Das Ende einer Ära: Teleshopping-Anbieter Mediashop stellt Betrieb ein
Die bequeme Einkaufswelt vor der Mattscheibe erlebt einen dramatischen Einschnitt: Ein bedeutender Teleshopping-Anbieter verschwindet von den Bildschirmen und hinterlässt eine spürbare Lücke im Fernsehprogramm. Die Mediashop GmbH mit Sitz im österreichischen Neunkirchen hat nach gescheiterten Sanierungsversuchen ihren Betrieb eingestellt.
Millionenschwere Schulden führen zur Insolvenz
Das Landesgericht in Wiener Neustadt ordnete die endgültige Schließung des Unternehmens an, nachdem sich ein Schuldenberg von rund 46 Millionen Euro angehäuft hatte. Diese Zahlen bestätigte der österreichische Kreditschutzverband von 1870 (KSV1870). Die Mediashop GmbH, die zur gleichnamigen Gruppe gehört, präsentierte über Jahre hinweg Produkte aus den Bereichen Haushalt, Küche, Fitness, Gesundheit, Beauty und Lifestyle im Fernsehen.

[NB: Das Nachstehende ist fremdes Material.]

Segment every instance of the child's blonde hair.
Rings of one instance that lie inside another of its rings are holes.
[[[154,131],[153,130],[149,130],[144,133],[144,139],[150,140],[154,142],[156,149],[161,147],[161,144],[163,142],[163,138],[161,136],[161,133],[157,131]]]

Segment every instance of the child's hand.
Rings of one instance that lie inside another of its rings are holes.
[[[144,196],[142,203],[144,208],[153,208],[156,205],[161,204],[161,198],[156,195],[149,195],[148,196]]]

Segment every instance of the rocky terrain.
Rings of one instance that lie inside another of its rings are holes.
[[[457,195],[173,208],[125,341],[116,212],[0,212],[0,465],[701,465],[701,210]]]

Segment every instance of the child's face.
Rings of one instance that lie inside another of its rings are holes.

Insolvenzverwalter erklärt das Scheitern
Insolvenzverwalter Dr. Michael Lentsch von der Kanzlei Kosch & Partner erläutert die Situation: „Der Plan war ursprünglich, das Unternehmen fortzuführen und einen Sanierungsplan mit den Gläubigern abzuschließen. Aufgrund mangelnder Liquidität und der negativen Ertragssituation musste ich jedoch die Schließung beantragen. Für eine Fortführung wären erhebliche Sanierungsbeiträge notwendig gewesen.“
Das Unternehmen habe seinen Antrag auf Annahme eines Sanierungsplans bereits zurückgezogen. Zuletzt beschäftigte die Mediashop GmbH 162 Mitarbeiter, von denen derzeit noch eine Kernmannschaft von 23 Beschäftigten die Geschäfte kurzfristig weiterführt.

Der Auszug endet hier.